Microscopy data is often very large, Microscopy Nodes has some strategies to deal with this. These depend on the size of the data, the shape of the data, and your computational resources (and skills). The key of this is working at a smaller scale, and then reloading to larger data.

Here it is relevant to distinguish between two types of large data:

  • Time sequence/few channels (not loading all data in the same timeframe)

    This mostly has issues in storage, and is more a point of only loading the data you need at a certain point, but will always just work.

  • Large data that's all concurrently loaded

    This becomes a bigger issue, especially with the current 4 GiB limit of EEVEE.

EEVEE cannot handle large data

EEVEE currently cannot handle volumetric data over 4 GiB. This means that scaling up our data will be easier in Cycles. By default after loading, the render engine is set to Cycles.

Cycles is only applied to the view if the shading preview is set to Rendered preview.

There are a few strategies:

Working at large scale

You can actually work at large scales, as long as you have enough and take care to work only in Cycles:

Some workspaces will automatically be in Material preview mode. It is convenient to first go through the different workspaces and switch them all to Rendered preview.

Reloading

The reloading workflow means that you first work on a smaller version of the data and later replace this with a larger one.

This is controlled mainly by the Reload field in the Microscopy Nodes load panel: alt text

This can be pointed to a previously loaded Microscopy Nodes holder object: alt text

Which will make a new action Reload the data in the holder. This has two extra options:

  • Overwrite data

    Changes out the underlying data (labelmasks are currently always regenerated)

  • Overwrite settings

    Overwrites all settings from the load panel, but retains anything set by the user, this includes input location/transform, emission, and color

For reloading to deal with large data, it is usually best to reload only updating the underlying data to the higher resolution.

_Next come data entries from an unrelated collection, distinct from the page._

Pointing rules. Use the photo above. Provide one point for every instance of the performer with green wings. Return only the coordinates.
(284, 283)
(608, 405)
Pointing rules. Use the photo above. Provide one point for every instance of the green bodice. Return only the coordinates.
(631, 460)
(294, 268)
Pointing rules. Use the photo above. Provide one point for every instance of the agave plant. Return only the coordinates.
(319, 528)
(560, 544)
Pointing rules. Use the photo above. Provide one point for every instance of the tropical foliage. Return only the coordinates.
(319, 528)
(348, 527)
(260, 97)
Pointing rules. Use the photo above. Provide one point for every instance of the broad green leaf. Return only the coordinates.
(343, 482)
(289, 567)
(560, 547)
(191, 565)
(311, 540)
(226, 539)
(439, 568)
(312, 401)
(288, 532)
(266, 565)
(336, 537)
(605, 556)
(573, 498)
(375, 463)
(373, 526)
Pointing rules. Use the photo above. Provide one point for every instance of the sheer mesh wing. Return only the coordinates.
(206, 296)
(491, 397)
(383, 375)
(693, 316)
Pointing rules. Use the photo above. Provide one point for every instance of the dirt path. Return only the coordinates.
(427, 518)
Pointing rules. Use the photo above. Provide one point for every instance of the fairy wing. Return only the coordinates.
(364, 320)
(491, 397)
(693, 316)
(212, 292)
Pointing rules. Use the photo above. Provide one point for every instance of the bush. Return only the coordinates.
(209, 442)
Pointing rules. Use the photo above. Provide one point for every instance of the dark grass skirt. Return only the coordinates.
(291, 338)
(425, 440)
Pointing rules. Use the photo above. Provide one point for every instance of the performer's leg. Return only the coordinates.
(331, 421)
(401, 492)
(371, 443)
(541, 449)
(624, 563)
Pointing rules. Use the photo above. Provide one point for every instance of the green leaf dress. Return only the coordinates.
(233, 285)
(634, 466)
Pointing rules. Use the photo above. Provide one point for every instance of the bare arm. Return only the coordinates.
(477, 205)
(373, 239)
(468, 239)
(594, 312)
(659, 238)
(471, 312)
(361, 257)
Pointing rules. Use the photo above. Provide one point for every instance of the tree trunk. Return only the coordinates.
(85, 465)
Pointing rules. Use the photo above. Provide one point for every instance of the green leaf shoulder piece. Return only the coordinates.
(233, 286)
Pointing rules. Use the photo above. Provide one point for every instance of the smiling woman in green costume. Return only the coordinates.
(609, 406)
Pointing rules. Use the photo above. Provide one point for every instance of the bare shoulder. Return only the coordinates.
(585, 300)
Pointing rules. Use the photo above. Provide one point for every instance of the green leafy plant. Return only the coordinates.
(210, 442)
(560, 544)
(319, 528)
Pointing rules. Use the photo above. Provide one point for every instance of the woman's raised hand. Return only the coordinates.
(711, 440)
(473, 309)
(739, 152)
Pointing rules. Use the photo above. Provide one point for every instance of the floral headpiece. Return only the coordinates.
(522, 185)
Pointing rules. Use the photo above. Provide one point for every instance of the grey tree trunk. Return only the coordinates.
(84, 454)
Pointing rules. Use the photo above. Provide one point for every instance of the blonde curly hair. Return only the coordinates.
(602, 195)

Reloading on workstation or cluster

It is possible to make a project on a less capable computer, and then transfer it to a workstation or an HPC cluster. This can be done in multiple ways:

  • Transfering with data

    Easiest to do with your data loaded 'With Project' in the extra import settings, then it is an easy matter of transferring the .blend file and the data folder next to it to this computer.

  • Reloading from a GUI
  • Reloading from the command line

Reloading from the command line

To replace your data from the command line interface, you set up all the reloading and import settings in the GUI (this currently works best with Overwrite settings off) and run a headless python script that looks like this:

import bpy
bpy.ops.microscopynodes.load_background()
bpy.ops.wm.save_mainfile()
by running: /path/to/Blender/executable -b /path/to/blendfile.blend -P /path/to/reload_script.py

This will then load the data according to the Microscopy Nodes settings, and resave the .blend file.

You can subsequently render headlessly as well, here you can follow the Blender documentation on this.